About Elizabeth

I love language, because it shapes our perception of the world. Language is identity.

Having previously worked as an English as a Second Language (ESL) teacher, I am currently pursuing a PhD in linguistics at Texas Tech University. My scholarly interests focus on language ideologies in education and instructional development, the syntactic structure of translingual practices, and the intersection of race, language, and rhetoric.

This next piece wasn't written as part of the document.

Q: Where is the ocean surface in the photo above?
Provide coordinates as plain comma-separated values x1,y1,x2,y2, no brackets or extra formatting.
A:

In my professional life, I worked as an ESL teacher in Texas public schools for 11 years, with experience in both rural and urban settings. As a rural ESL teacher, I got to work with the same students every year until they either graduated or exited the program. I got to know these students on a deeply personal level, which drove me to learn more about their linguistically diverse funds of knowledge. During my time in this assessment-driven school system, I observed these students expertly shifting between varieties of Spanish, varieties of English, and casually meshing together their entire linguistic repertoires to meet the communicative needs of the moment. At times, their rhetorical expertise in the fluidity of language completely floored me. Even now, after working with emergent bilinguals in K-12 schools, at the university level, studying linguistics at Tech, and working within the university’s first-year writing program on translingual ideologies, I am still trying to fully understand the multifaceted complexities of students’ linguistic expertise. I expect this will be a lifelong journey.